When you’re on the run, on a hike, or on a bus or plane, there aren’t always wall outlets convenient or available at all. In today’s world, we rely on our devices for so much, we don’t want to be stranded without them. I just started using GoalZero’s Flip 20 recharger. It will recharge a smartphone two times fully, and it’s usb recharger is attached to it (no forgetting charger cables).


Books on books on books. All the books you could read traveling in a year can fit on your kindle, saving you room and weight. I hesitated a long time before jumping into using a Kindle, loving the experience of reading real books, but if you want to travel as a minimalist and still read a lot, this is the way to go. The battery will last you weeks on a single charge. I have the regular Kindle. Kindle Paperwhite is backlit for night reading, but i prefer to use natural light.


icebreaker merino

First of all, how awesome is that photo? Sheep aren’t usually glamorized like that. But Icebreaker is proud of their sheep, and the sourcing of their merino wool. Sustainably sourced, comfortable, and versatile. Icebreaker wool doesn’t get stinky and it’s breathable and warm even when wet, which allows you to wear it for multiple days (or weeks) at a time. You can hand-wash in the sink of your hostel, hang to dry, and you’re good to go. It’s more pricey than other wool or regular t-shirts, but it’s an investment that’ll last you.

wool buff

The original Buff is a versatile accessory: it’s a scarf, ear warmer, hat, balaclava, eye mask, eye glass cleaner, and more. The wool version doesn’t get stinky if you sweat in it, and it’s easy to wash & dry.

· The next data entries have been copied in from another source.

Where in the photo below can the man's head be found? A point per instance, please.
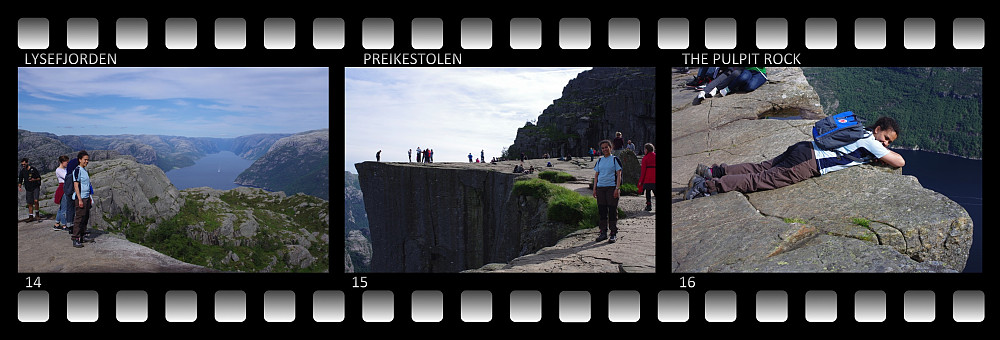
(885, 130)
(84, 158)
(605, 147)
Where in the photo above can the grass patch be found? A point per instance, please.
(555, 176)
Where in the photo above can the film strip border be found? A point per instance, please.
(526, 306)
(525, 33)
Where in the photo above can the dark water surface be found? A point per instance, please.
(961, 180)
(217, 171)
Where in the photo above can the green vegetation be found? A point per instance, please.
(555, 176)
(564, 205)
(938, 109)
(629, 189)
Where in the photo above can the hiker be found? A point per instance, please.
(705, 75)
(725, 76)
(799, 162)
(32, 181)
(82, 198)
(618, 143)
(750, 79)
(647, 174)
(61, 223)
(607, 182)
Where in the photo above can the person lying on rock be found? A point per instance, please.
(799, 162)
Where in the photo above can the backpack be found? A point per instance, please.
(839, 130)
(71, 173)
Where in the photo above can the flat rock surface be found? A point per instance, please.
(634, 252)
(42, 250)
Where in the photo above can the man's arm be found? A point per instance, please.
(893, 159)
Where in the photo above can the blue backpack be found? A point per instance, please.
(839, 130)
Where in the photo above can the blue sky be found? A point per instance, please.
(192, 102)
(454, 111)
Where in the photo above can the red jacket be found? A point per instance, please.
(647, 172)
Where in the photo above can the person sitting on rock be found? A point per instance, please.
(801, 161)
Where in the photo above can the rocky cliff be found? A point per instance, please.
(448, 217)
(593, 106)
(243, 229)
(862, 219)
(299, 163)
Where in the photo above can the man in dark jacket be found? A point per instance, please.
(32, 181)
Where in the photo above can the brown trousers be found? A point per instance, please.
(796, 164)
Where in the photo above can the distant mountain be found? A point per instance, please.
(299, 163)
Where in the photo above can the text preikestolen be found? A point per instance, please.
(412, 58)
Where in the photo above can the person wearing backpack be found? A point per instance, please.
(607, 182)
(82, 199)
(799, 162)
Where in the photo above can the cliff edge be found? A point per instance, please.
(862, 219)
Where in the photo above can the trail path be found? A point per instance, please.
(634, 252)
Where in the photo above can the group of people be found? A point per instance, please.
(74, 195)
(607, 186)
(720, 81)
(423, 156)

I only bring a single pair of jeans traveling with me. Jeans are notorious for using a lot of water, harmful dyes, and bad labor practices in their manufacturing. DSTLD seeks to eliminate those things, using natural dyes and fair labor. They’re exclusively online and have a home try-on program. I use their summer weight jeans, which have more stretch and are more comfortable. They’re also dark enough to double as “dressier” pants if needed.